„Rzeczpospolita" dotarła do raportu autorstwa prawników z kancelarii Domański, Zakrzewski, Palinka. Opracowanie przygotowane na zlecenie Organizacji Pracodawców Transport i Logistyka Polska wskazuje, że część ustawy o czasie pracy kierowców jest niezgodna z unijnymi przepisami.

Chodzi o ryczałty należne kierowcom jeżdżącym na międzynarodowych trasach za spanie w szoferkach. Na ich podstawie Sąd Najwyższy wydał 12 czerwca 2014 r. uchwałę, w wyniku której kierowcom należą się świadczenia sięgające nawet 50 tys. zł.

30 tys. firm przewozowych działa w transporcie międzynarodowym

Ogromne roszczenia

Organizacja pracodawców przeprowadziła ankietę wśród przewoźników. Wynika z niej, że skumulowane roszczenia kierowców za ostatnie trzy lata mogą wynieść nawet 2,5 mld zł.

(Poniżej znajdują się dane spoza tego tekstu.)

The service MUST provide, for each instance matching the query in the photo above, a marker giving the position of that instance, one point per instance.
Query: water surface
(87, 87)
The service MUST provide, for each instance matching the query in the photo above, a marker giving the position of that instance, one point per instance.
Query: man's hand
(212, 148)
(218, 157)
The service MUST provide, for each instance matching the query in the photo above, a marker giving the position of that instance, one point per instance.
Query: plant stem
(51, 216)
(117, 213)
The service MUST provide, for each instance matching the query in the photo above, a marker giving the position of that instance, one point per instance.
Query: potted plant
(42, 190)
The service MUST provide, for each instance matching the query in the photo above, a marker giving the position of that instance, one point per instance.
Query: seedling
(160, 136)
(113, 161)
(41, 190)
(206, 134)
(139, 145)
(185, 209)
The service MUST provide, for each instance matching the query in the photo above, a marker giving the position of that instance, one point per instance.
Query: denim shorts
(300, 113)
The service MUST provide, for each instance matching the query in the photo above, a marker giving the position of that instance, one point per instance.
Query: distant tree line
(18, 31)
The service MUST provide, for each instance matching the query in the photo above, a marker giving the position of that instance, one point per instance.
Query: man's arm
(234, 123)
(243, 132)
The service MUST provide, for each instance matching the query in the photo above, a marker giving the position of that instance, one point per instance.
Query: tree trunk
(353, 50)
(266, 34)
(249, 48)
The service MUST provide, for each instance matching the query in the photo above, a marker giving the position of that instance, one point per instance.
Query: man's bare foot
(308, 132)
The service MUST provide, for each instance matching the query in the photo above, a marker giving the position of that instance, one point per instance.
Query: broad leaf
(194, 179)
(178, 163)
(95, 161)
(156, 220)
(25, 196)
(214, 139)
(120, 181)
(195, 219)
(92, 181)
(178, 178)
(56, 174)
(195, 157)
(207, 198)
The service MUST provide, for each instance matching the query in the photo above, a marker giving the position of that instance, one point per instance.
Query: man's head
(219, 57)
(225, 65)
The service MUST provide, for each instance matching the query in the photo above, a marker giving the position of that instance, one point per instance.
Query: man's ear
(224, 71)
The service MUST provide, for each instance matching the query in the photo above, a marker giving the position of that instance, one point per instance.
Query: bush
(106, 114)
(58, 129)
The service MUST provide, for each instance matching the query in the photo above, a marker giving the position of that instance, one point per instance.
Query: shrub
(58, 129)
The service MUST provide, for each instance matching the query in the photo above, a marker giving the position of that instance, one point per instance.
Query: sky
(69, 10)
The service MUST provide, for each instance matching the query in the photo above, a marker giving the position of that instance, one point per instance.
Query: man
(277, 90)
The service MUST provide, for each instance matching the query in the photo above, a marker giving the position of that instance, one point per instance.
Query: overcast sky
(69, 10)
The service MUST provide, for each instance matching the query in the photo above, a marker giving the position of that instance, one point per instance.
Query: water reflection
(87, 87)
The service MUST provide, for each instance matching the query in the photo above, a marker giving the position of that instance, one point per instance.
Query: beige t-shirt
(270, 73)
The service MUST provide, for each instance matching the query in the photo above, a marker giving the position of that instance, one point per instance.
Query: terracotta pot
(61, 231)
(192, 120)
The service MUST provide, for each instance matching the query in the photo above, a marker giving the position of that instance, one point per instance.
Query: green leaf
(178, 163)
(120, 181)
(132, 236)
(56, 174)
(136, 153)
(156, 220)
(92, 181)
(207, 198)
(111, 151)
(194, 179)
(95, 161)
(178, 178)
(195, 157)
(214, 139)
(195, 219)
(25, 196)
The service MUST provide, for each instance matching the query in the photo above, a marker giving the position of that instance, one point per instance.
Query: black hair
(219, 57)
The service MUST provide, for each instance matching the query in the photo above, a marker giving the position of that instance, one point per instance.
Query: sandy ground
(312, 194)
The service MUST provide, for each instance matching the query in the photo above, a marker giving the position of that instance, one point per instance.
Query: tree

Zdaniem autorów raportu stosowanie do kierowców rozporządzenia z 29 stycznia 2013 r. w sprawie należności przysługujących pracownikowi zatrudnionemu w państwowej lub samorządowej jednostce sfery budżetowej z tytułu podróży służbowej jest nieadekwatne. Rozporządzenie dotyczy bowiem rzadkich podróży służbowych przedstawicieli sfery budżetowej, którzy szukają noclegów w dużych aglomeracjach. Tymczasem charakter pracy kierowcy polega na ciągłym przemieszczaniu się, muszą więc nocować na trasach, gdzie często nie ma żadnej bazy hotelowej.

Reklama
Reklama

550 tys. kierowców może żądać nawet po 50 tys. zł od pracodawców wskutek działania niejasnych przepisów

Kosztowna luka

Najważniejsze zarzuty raportu dotyczą pominięcia ustawodawczego. Brak wyjaśnienia w rozporządzeniu, co znaczy zapewnienie kierowcy „bezpłatnego noclegu", które zwalnia z obowiązku zapłaty ryczałtu, stanowi naruszenie m.in. konstytucyjnych zasad określoności i pewności prawa, jest także nierównym traktowaniem przewoźników (art. 2 i 32 konstytucji). Wielu z nich zainwestowało bowiem dziesiątki tysięcy złotych w zapewnienie kierowcom komfortowych warunków w czasie postoju i noclegu. Płacą jednak ryczałty jak ci, którzy nie wydali na to ani złotówki.

To rozwiązanie jest także niezgodne z unijnymi regulacjami. Rozporządzenie 561/06 w sprawie harmonizacji niektórych przepisów socjalnych odnoszących się do transportu drogowego w art. 8 ust. 8 mówi, że kierowca może się zdecydować na odpoczynek (czyli także spanie) w kabinie. Musi mieć tam jednak zapewnione „odpowiednie warunki". Tymczasem w myśl interpretacji naszych przepisów przyjętej przez SN kierowca może nocować jedynie w hotelu, motelu czy pensjonacie. Polskie przepisy są więc niezgodne z unijnymi, które mamy obowiązek stosować bezpośrednio.

Raport zawiera projekt nowelizacji ustawy o czasie pracy kierowców, który mówi, że zapewnienie określonych standardów zwalnia przewoźnika z zapłaty ryczałtu. Nowe zasady byłyby stosowane także do spraw, które już trafiły do sądu. Niebawem raport znajdzie się na biurku ministra infrastruktury.